"I was just tellin' you that there's going to be a big change over to our house. 'Gene, he told Nelly, as he was setting here waiting for you, how he was going to cut down the big pine one of these days, like she always wanted him to. You know, the one that shades the house so. 'Gene's grandfather planted it, and he's always set the greatest store by it. Used to say he'd just as soon cut his grandmother's throat as chop it down. But Nelly, she's all housekeeper and she never did like the musty way the shade makes our best room smell. I never thought to see the day 'Gene would give in to her about that. He's gi'n in to her about everything else though. Only last night he was tellin' her, he was going to take something out'n the savings-bank and buy her an organ for Addie to learn to play on, that Nelly always hankered after. Seems 'sthough he can't do enough for Nelly, don't it?"

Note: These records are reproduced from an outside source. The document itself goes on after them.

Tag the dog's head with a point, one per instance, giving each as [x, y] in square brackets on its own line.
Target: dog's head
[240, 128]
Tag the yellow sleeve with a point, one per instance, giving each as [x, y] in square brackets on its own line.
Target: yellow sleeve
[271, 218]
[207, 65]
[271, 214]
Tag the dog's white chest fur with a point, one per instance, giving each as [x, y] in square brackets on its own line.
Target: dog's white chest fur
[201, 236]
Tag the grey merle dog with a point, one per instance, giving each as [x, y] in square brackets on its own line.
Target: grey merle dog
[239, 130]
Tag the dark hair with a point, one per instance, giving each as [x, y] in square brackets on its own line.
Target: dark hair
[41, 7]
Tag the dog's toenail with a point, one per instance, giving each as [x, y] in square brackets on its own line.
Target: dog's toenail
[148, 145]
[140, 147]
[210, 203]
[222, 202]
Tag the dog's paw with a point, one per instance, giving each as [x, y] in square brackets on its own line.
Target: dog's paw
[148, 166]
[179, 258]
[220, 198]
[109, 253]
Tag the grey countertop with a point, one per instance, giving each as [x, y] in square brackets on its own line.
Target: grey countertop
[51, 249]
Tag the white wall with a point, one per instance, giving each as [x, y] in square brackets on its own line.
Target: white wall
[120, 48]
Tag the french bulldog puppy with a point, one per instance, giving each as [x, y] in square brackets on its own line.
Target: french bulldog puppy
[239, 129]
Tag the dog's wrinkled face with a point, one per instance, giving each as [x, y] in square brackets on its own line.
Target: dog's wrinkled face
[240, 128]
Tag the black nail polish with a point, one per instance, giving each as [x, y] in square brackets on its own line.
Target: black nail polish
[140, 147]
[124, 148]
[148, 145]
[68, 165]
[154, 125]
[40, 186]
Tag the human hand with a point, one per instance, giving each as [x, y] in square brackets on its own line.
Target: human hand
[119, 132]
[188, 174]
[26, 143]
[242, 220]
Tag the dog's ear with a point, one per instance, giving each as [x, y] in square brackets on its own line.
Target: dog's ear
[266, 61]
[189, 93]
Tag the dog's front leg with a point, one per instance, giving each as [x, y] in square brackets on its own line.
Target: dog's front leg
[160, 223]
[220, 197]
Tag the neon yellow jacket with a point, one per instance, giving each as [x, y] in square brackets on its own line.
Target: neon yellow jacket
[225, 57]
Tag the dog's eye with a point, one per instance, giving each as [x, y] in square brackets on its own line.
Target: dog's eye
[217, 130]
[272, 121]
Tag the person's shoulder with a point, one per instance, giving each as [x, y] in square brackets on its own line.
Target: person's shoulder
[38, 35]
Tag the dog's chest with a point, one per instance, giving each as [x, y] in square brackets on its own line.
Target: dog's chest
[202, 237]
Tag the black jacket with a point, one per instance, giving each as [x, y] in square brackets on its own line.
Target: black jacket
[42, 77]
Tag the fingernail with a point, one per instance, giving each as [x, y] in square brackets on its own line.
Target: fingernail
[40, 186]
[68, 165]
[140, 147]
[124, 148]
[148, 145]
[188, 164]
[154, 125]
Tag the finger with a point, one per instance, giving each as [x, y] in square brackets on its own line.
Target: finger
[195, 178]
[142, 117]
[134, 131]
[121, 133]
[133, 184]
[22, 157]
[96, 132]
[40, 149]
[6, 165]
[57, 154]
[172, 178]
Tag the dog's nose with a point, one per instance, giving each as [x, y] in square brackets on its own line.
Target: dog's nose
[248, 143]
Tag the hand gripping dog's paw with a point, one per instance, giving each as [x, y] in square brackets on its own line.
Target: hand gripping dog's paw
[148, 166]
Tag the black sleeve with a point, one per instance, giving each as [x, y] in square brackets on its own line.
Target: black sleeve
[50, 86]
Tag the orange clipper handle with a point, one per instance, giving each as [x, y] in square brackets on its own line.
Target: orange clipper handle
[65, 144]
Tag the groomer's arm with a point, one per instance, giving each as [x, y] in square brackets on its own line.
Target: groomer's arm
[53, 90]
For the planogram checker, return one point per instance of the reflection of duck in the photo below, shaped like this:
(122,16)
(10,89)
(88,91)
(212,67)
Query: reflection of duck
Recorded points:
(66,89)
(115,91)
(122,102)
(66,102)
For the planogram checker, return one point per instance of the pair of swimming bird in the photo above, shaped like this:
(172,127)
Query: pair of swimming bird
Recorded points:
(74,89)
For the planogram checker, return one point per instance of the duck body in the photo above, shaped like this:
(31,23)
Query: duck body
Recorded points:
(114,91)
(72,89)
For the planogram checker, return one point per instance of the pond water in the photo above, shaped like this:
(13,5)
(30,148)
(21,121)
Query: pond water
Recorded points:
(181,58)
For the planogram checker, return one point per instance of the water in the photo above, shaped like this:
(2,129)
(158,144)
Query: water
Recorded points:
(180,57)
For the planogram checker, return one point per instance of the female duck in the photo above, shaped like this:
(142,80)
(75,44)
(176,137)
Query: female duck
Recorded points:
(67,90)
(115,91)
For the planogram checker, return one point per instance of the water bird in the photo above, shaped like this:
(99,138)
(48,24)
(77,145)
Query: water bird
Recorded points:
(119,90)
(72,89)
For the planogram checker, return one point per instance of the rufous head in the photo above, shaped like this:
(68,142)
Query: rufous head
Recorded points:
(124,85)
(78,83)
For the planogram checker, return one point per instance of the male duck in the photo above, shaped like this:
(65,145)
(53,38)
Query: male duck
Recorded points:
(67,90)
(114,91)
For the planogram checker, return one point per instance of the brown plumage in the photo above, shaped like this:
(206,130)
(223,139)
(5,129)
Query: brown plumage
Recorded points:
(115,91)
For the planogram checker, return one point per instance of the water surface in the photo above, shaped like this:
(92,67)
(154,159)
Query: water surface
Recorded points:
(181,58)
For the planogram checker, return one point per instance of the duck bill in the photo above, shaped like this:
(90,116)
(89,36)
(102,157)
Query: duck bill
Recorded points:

Marise looked at her coldly, incapable of paying enough attention to her to make any comment on what she said. Let them cut down all the trees in the valley, and each other's throats into the bargain, if Neale had . . . if there had never been her Neale, the Neale she thought she had been living with, all these years.

Mrs. Powers had gone finally, and the house was silent at last, so silent that she could now hear quite clearly, as though Eugenia still sat there, what the sweet musical voice was saying over and over. Why had they gone away and left her alone to face this deadly peril which advanced on her step by step without mercy, time after time? Now there was nothing to do but to wait and stand it off.


She was sitting in the same chair, her umbrella still in her hand, waiting, when Agnes came in to say that she had lunch ready. She turned eyes of astonished anger and rebuke on her. "I don't want anything to eat," she said in so strange a voice that Agnes crept back to the kitchen, shuffling and scared.

She was still sitting there, looking fixedly before her, and frowning, when Agnes came to the door to say timidly that the gentleman had come about using his car to meet the train, and wanted to know if he could see Mrs. Crittenden.

Marise looked at her, frowning, and shook her head. But it was not until late that night that she understood the words that Agnes had spoken.


She was still sitting there, rigid, waiting, when Agnes brought in a lighted lamp, and Marise saw that evening had come. The light was extremely disagreeable to her eyes. She got up stiffly, and went outdoors to the porch, sitting down on the steps.

The stars were beginning to come out now. The sight of them suggested something painful, some impression that belonged to that other world that had existed before this day, before she had conceived the possibility that Neale might not be Neale, might never have been Neale, that there was no such thing for her as human integrity. Was it she who had leaned out from the window and felt herself despised by the height and vastness of the stars? From the height and vastness of her need, she looked down on them now, and found them nothing, mere pin-pricks in the sky, compared to this towering doubt of her, this moral need which shouted down all the mere matter on the earth and in the heavens above the earth. Something eternal was at stake now, the faith in righteousness of a human soul.